Of course, my question would be meaningless if we were already in a situation like Venezuela. We are not. My question is how far will we let it go? Perhaps Mr. Fonzi is under the delusion that constitutional democracy is a set of self-correcting mechanisms, but as conservative author David Frum articulated so clearly last January in his Atlantic essay, “How to Build an Autocracy,” the operation of our institutions “depends upon the competence and integrity of those charged with executing [the law].”
One need only look at what the president’s team has already done to undermine congressional checks on executive authority to see how he has diminished our democracy. White House staff revealed classified information to House Intelligence Committee Chair (and Cal Poly grad) Devin Nunes, who then publicly briefed the contents back to the White House, claiming that he had new information regarding the committee’s investigation into how cooperative Trump’s campaign team was with Russian meddling in the 2016 election. Nunes eventually had to recuse himself, but not before attacking “left-wing activist groups” for filing complaints with the Office of Congressional Ethics.
President Trump and congressional surrogates have thus already achieved their goal: They have corrupted the investigative process by framing it as partisan wrangling. This corruption feeds the president’s conspiratorial narrative, not just the outlandish claim (refuted by the FBI) that President Obama personally tapped his phones, but the very idea of truth and ethical judgment. “There is no truth here,” reads this narrative, “only competing attempts to grab power,” and, “everybody does it.” And as Frum goes on to say, “people who expect to hear only lies can hardly complain when a lie is exposed.”
Perhaps Mr. Fonzi’s faith lies not in Congress, but with those exalted guardians of democracy, the free press? Nowhere have we seen President Trump’s authoritarian venom spew so pungently as when directed at the press. While he (jokingly?) promised, “I would never kill them,” in a monologue about how much he “hates” reporters at a December rally, this February, his corruption of their work reached a peak. “You are dishonest people,” he claimed at his longest press conference to date, reminding supporters that “the news is fake” and that reporters are “insulting.” He followed up with the notorious tweet that “The FAKE NEWS media (New York Times, NBC, ABC, CBS, CNN) is not my enemy, it is the enemy of the American People!”
Again, the president delegitimizes attempts by reporters to hold him accountable by blurring the line between professional journalism and partisan hackery. Perhaps Mr. Fonzi does not see that to achieve this, President Trump does not need to physically intimidate the press or censor them, rather he calls the entire institution into question, the very idea of independent judgment. Moreover, the president doesn’t need the rallies and supporters on the streets that autocrats of the past relied on; he has a smartphone and a Twitter handle. He has armies of trolls on the internet to do his intimidating, enough to compel some reporters, including Megyn Kelly, to quit Twitter or hire guards.
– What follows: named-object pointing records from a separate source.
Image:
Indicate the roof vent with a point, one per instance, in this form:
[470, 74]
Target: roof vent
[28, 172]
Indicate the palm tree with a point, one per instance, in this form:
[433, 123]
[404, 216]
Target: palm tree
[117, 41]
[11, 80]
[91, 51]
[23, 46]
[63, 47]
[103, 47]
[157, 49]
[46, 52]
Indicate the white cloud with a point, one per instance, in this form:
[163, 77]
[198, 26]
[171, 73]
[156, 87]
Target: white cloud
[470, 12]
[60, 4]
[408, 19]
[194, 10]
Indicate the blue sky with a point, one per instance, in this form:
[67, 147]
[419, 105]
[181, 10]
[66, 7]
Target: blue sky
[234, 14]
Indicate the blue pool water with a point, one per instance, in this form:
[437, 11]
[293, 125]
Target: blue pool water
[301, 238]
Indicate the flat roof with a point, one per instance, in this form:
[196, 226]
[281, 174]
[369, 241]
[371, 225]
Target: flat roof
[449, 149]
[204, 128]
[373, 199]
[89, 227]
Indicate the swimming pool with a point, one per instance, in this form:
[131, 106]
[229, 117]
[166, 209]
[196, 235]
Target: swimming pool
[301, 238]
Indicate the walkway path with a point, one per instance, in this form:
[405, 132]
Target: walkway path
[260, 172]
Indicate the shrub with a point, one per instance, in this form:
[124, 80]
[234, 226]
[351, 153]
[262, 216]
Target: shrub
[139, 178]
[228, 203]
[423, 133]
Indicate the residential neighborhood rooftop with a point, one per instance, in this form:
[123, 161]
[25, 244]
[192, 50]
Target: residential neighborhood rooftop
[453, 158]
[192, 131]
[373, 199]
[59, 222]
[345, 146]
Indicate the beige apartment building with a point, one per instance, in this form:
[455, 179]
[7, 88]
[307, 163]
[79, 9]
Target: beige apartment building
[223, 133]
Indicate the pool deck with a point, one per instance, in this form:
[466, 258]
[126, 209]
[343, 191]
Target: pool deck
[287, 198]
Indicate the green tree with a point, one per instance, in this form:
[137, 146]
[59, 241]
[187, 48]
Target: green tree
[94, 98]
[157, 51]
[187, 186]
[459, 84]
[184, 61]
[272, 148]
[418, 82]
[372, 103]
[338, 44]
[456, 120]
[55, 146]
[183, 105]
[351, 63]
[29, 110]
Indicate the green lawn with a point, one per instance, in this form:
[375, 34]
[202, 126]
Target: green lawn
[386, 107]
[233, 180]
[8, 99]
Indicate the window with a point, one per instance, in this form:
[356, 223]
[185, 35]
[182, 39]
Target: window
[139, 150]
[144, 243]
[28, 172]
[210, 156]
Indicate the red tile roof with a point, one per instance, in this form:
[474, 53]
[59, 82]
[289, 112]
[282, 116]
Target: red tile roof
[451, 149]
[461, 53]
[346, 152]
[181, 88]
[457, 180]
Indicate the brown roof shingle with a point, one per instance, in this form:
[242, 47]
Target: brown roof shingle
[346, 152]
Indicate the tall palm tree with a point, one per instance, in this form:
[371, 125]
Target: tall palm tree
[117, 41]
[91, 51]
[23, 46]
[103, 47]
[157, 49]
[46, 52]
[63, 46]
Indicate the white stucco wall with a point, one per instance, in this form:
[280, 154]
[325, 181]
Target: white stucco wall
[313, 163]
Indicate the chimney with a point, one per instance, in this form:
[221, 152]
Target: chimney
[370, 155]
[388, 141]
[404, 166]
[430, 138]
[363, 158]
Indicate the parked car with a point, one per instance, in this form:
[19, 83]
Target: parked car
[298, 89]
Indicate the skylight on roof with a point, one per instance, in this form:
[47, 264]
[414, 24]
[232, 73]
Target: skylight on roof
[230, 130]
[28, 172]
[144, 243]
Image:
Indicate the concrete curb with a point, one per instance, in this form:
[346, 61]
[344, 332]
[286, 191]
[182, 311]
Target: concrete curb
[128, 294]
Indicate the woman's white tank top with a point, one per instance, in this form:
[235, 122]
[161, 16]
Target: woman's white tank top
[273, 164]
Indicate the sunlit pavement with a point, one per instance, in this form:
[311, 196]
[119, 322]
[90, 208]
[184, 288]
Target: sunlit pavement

As I write on Easter morning, President Trump is using Twitter to call for investigations into protests across the country, reminding us that “The Election is Over!” He insists that protesters oppose the election results; it’s just partisan politics, and everybody is lying. In fact, protesters want to see his tax returns, as an act of integrity followed by every president since Jimmy Carter. But this president has no use for integrity.
Worse, this corruption from above inevitably leads to corruption within. Even thoughtful, good people like Al Fonzi find themselves unwitting surrogates of a president they did not initially support. Fonzi now parrots the same paranoia against “leftist” professors (can you think of a less politically relevant group?) and “leftist mobs” beating old women and children. He is joining Trump, and Nixon before him, with the motto: “The press is the enemy, the establishment is the enemy, the professors are the enemy.” This culture of cynicism, of questioning the existence of truth and public integrity, is slowly but surely replacing a democratic culture that has taken centuries to grow.
We must vigilantly resist authoritarianism at the national level, at the local level, and within our own sensibilities.
Michael Latner is a political science professor and Master of Public Policy Program director at Cal Poly. Send comments through firstname.lastname@example.org or send a letter to the editor at email@example.com.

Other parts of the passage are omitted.